Quotenklausel für Schönheitsreparaturen unwirksam

Nach Einschätzung des Mietervereins seien hunderttausende von Mietverhältnissen betroffen. „Hier sind in den zugrundeliegenden Mietverträgen oftmals unwirksame Quotenklauseln vereinbart. Folge ist, dass in diesen Fällen Mieter beim Auszug keine Renovierungskosten zahlen müssen“, heißt es vom Mieterverein.

In nahezu allen Mietverträgen seien heute Regelungen zu den Schönheitsreparaturen enthalten. Typischerweise werde ein so genannter Fristenplan vereinbart, nachdem im Regelfall zum Beispiel nach 5 oder 7 Jahren die Räume der Wohnung zu renovieren sind.

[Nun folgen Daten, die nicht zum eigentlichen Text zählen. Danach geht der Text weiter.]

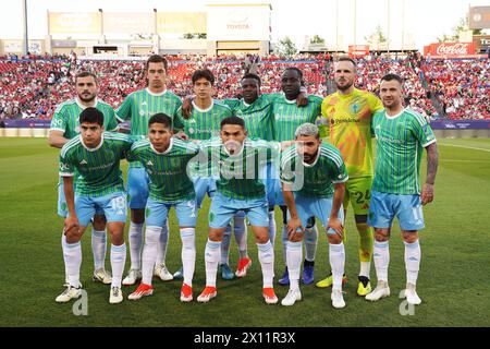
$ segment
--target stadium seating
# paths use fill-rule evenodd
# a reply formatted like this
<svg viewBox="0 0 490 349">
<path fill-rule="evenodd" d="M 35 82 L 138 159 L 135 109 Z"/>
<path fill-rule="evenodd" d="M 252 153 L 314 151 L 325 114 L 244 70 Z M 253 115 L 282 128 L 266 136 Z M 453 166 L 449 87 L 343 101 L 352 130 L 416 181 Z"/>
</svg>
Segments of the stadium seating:
<svg viewBox="0 0 490 349">
<path fill-rule="evenodd" d="M 291 65 L 303 71 L 309 94 L 327 95 L 326 80 L 333 79 L 328 53 L 297 55 L 293 59 L 273 55 L 260 59 L 234 55 L 168 58 L 168 87 L 181 97 L 192 93 L 192 73 L 201 68 L 210 69 L 216 75 L 216 98 L 235 97 L 240 91 L 240 77 L 250 61 L 257 62 L 264 93 L 278 92 L 281 73 Z M 490 119 L 488 60 L 425 60 L 419 56 L 389 60 L 369 56 L 357 62 L 356 84 L 360 88 L 377 93 L 382 75 L 392 72 L 405 79 L 405 103 L 422 115 L 431 118 L 444 116 L 438 115 L 428 98 L 432 94 L 451 119 Z M 0 58 L 0 119 L 51 118 L 59 103 L 73 97 L 72 80 L 81 70 L 97 73 L 99 97 L 114 108 L 130 93 L 145 85 L 144 61 Z"/>
</svg>

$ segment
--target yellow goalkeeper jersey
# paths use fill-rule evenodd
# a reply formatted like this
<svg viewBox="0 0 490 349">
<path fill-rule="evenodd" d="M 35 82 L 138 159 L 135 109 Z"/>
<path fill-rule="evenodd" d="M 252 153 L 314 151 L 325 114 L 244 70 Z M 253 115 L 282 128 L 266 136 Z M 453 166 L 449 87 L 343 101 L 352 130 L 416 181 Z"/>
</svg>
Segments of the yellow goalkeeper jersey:
<svg viewBox="0 0 490 349">
<path fill-rule="evenodd" d="M 381 109 L 378 97 L 357 88 L 350 95 L 335 92 L 321 104 L 320 135 L 339 148 L 350 179 L 373 176 L 371 120 Z"/>
</svg>

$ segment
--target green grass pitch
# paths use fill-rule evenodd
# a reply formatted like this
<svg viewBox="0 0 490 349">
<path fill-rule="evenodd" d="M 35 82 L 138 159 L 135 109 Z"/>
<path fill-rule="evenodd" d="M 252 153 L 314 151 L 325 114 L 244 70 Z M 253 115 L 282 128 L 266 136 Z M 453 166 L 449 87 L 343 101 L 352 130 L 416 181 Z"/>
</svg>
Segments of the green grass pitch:
<svg viewBox="0 0 490 349">
<path fill-rule="evenodd" d="M 83 238 L 81 281 L 88 292 L 88 315 L 75 316 L 72 303 L 58 304 L 63 290 L 61 253 L 63 220 L 57 216 L 58 151 L 45 139 L 0 139 L 0 326 L 488 326 L 490 316 L 490 140 L 440 140 L 436 201 L 424 208 L 427 228 L 421 232 L 421 270 L 418 293 L 422 304 L 414 315 L 401 315 L 399 292 L 405 285 L 403 243 L 397 226 L 390 242 L 392 296 L 370 303 L 356 296 L 357 232 L 347 216 L 347 306 L 334 310 L 330 290 L 302 286 L 304 300 L 294 306 L 267 305 L 261 298 L 257 248 L 248 232 L 253 266 L 244 279 L 224 281 L 218 276 L 218 298 L 209 304 L 179 301 L 180 281 L 155 279 L 152 297 L 111 305 L 109 287 L 91 281 L 90 236 Z M 422 179 L 425 176 L 422 163 Z M 124 164 L 124 169 L 126 165 Z M 204 246 L 209 201 L 199 212 L 194 297 L 205 286 Z M 279 212 L 275 275 L 283 272 Z M 181 242 L 171 214 L 167 265 L 181 264 Z M 126 226 L 127 234 L 127 226 Z M 231 266 L 237 262 L 232 241 Z M 127 255 L 126 268 L 130 265 Z M 106 266 L 110 268 L 107 258 Z M 328 246 L 320 234 L 316 279 L 329 269 Z M 373 265 L 371 278 L 376 285 Z M 275 278 L 277 279 L 277 278 Z M 134 287 L 124 287 L 124 297 Z M 287 288 L 275 286 L 282 299 Z"/>
</svg>

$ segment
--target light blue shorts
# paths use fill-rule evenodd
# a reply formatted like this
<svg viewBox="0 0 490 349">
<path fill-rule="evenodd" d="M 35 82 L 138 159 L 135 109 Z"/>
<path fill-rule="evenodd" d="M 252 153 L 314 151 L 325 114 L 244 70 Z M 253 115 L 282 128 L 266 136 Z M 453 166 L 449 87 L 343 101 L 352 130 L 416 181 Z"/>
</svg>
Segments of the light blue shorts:
<svg viewBox="0 0 490 349">
<path fill-rule="evenodd" d="M 200 208 L 206 194 L 212 197 L 216 192 L 216 180 L 213 178 L 196 177 L 193 179 L 194 191 L 196 192 L 197 207 Z"/>
<path fill-rule="evenodd" d="M 282 196 L 282 183 L 280 179 L 272 179 L 271 185 L 274 189 L 274 204 L 278 206 L 285 206 L 284 197 Z"/>
<path fill-rule="evenodd" d="M 117 192 L 100 197 L 75 195 L 75 212 L 82 227 L 88 226 L 98 209 L 103 212 L 107 222 L 126 222 L 126 193 Z"/>
<path fill-rule="evenodd" d="M 402 230 L 424 229 L 420 196 L 372 191 L 368 225 L 375 228 L 391 228 L 395 216 Z"/>
<path fill-rule="evenodd" d="M 245 215 L 254 227 L 269 227 L 268 204 L 266 196 L 260 198 L 237 200 L 216 192 L 209 208 L 209 227 L 221 229 L 228 227 L 230 220 L 240 210 Z"/>
<path fill-rule="evenodd" d="M 267 164 L 266 170 L 267 174 L 264 184 L 266 185 L 267 203 L 269 204 L 269 209 L 271 209 L 275 205 L 275 182 L 279 180 L 279 174 L 275 165 L 272 163 Z"/>
<path fill-rule="evenodd" d="M 151 197 L 146 203 L 146 226 L 163 227 L 171 207 L 175 207 L 179 227 L 195 227 L 197 220 L 196 201 L 183 201 L 180 203 L 157 202 Z"/>
<path fill-rule="evenodd" d="M 149 177 L 143 167 L 130 167 L 127 171 L 130 208 L 144 209 L 149 193 Z"/>
<path fill-rule="evenodd" d="M 75 182 L 73 182 L 73 190 L 75 190 Z M 95 214 L 98 216 L 103 216 L 103 209 L 97 207 Z M 60 178 L 60 184 L 58 185 L 58 215 L 63 218 L 66 218 L 68 216 L 66 198 L 64 198 L 63 178 Z"/>
<path fill-rule="evenodd" d="M 311 217 L 318 217 L 321 220 L 323 227 L 327 228 L 329 224 L 330 212 L 332 210 L 333 198 L 332 197 L 309 197 L 298 194 L 294 194 L 294 202 L 296 204 L 296 212 L 302 221 L 303 228 L 308 226 L 308 221 Z M 338 217 L 342 225 L 344 224 L 344 208 L 339 208 Z M 287 220 L 291 218 L 287 210 Z M 328 229 L 327 233 L 333 234 L 333 229 Z"/>
</svg>

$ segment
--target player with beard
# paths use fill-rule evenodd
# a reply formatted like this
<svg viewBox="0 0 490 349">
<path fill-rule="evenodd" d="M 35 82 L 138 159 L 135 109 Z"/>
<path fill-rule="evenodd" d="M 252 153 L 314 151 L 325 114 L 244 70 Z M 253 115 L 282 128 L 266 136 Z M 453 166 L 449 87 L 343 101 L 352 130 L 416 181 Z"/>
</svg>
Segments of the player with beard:
<svg viewBox="0 0 490 349">
<path fill-rule="evenodd" d="M 359 232 L 360 272 L 357 294 L 364 297 L 371 291 L 369 272 L 373 241 L 372 229 L 367 225 L 373 176 L 371 120 L 375 112 L 383 106 L 373 94 L 354 86 L 356 63 L 352 58 L 341 57 L 334 63 L 334 69 L 338 91 L 323 99 L 321 105 L 323 119 L 320 129 L 321 136 L 329 135 L 330 143 L 340 149 L 347 168 L 344 216 L 351 202 Z M 344 276 L 343 282 L 346 280 Z M 317 282 L 317 287 L 330 287 L 332 282 L 333 277 L 330 274 L 326 279 Z"/>
</svg>

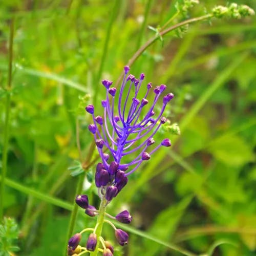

Für den Fall, dass der Mieter vor Ablauf dieser Fristen auszieht und der Vermieter keine Endrenovierung verlangen kann, soll die so genannte „Quotenklausel“ dafür sorgen, dass der Mieter wenigstens eine prozentualen Anteil an Renovierungskosten für seine Mietzeit zahlt. Eine solche Klausel ist nach der Rechtsprechung des Bundesgerichtshofs wirksam, wenn sie nachvollziehbar und verständlich ist und wenn sie nicht auf starren Fristen beruht.

Jetzt habe der Bundesgerichtshof aber Quotenklauseln für unwirksam erklärt, die Vorgaben zur Berechnung der anteiligen Renovierungskosten enthalten:„Berechnungsgrundlage ist der Kostenvoranschlag eines vom Vermieter auszuwählenden Malerfachgeschäfts.“ Diese Formulierung benachteiligt den Mieter unangemessen. So kann die Klausel dahingehend verstanden werden, dass dem Kostenvoranschlag des vom Vermieter ausgewählten Malerfachgeschäfts bindende Wirkung für die Bemessung des Abgeltungsbetrages zukommt. Dem Mieter wird die Möglichkeit abgeschnitten, Einwendungen gegen die Richtigkeit und Angemessenheit des Kostenvoranschlages zu erheben bzw. die Berechnung des Abgeltungsbetrages nach einem von ihm eingeholten günstigeren Kostenvoranschlages zu verlangen.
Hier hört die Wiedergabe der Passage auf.